If you don't do this, or you do this too much, your children will rebel. Pearl gets real for a moment saying,
"Many parents have thus driven their young daughter into the arms of an unwholesome lover."
And I can attest to this myself from second hand knowledge. One of our own alumni, Wildcard, recently had a second date with a woman stating that he didn't envision them having sex because she was too close, and had a good relationship, with her mother. So having a healthy relationship with your children can actually affect their future suitors. And you don't want your daughters going out with Wildcard. Trust me on that one.

There's a good chance you don't want your daughters to be Pearl's version of women either though. Mixed between his teachings of abuse and his actually sound parenting advice he gives his wisdom on gender roles. My favourite of which is,
"Avoid like the plague the girl who would pursue her own career outside the home"

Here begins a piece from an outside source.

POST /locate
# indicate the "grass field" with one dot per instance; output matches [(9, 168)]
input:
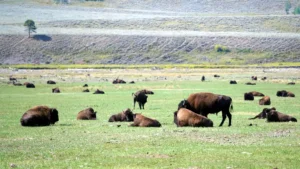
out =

Yes ladies, you are to be treated like a disease which has killed over 75 million people if you try to pursue a career. I guess feminists and lesbians must be like the Spanish Flu and Smallpox.

Many, many people have reviewed this book and gone over all of the 'monstrous' advice therein. In an age where your own children are threatening to call child services on you, you've already fucked up as a parent. It's either you didn't discipline them enough and you can't converse with them, or you actually beat them and deserve to be jailed. If you read this book and come out of it with thoughts of "I should cane my children" you're a pliant idiot who never should have reproduced in the first place.